Перевод В. Муравьева
Мой горемычный друг П. потерял нить своей жизни, временами надолго впадая в какое-то затмение ума. Прошлое для него совмещается с настоящим, и, чтобы судить, насколько такое смешение иногда любопытно, лучше вам прочесть его собственное письмо, чем мои изъяснения по этому поводу. Бедняга, ни единожды не покинувший свою беленую каморку с зарешеченным окном, о которой упоминается в первых строках письма, мнит себя, однако же, завзятым путешественником, повстречавшим в своих странствиях самых разных людей, давно уже незримых ничьими иными очами. По-моему, это не столько заблуждение, сколько отчасти нарочитая, отчасти же невольная игра воображения, которой его недуг сообщил столь болезненную напряженность, что призрачные сцены и лица видятся не менее отчетливо, нежели театральное действо, а правдоподобия в них пожалуй что и побольше. У меня хранится множество его писем: некоторые из них порождены тем же заблуждением, что и нижеследующее, другие предположениями ничуть не менее нелепыми.

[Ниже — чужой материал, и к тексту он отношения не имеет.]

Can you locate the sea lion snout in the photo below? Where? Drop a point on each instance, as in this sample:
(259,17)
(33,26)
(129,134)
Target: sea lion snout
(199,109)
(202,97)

Все вместе они образуют некое эпистолярное целое, и если судьба в свое время удалит моего бедного друга из нашего мира, для него иллюзорного, то я обещаю доставить себе позволительное удовольствие и обнародовать их. П. всегда мечтал о славе сочинителя и не один раз безуспешно пытался стяжать таковую. Будет немного странно, если, не достигнув желанной цели при свете разума, он невзначай добьется ее, отуманенно блуждая за пределами нормального.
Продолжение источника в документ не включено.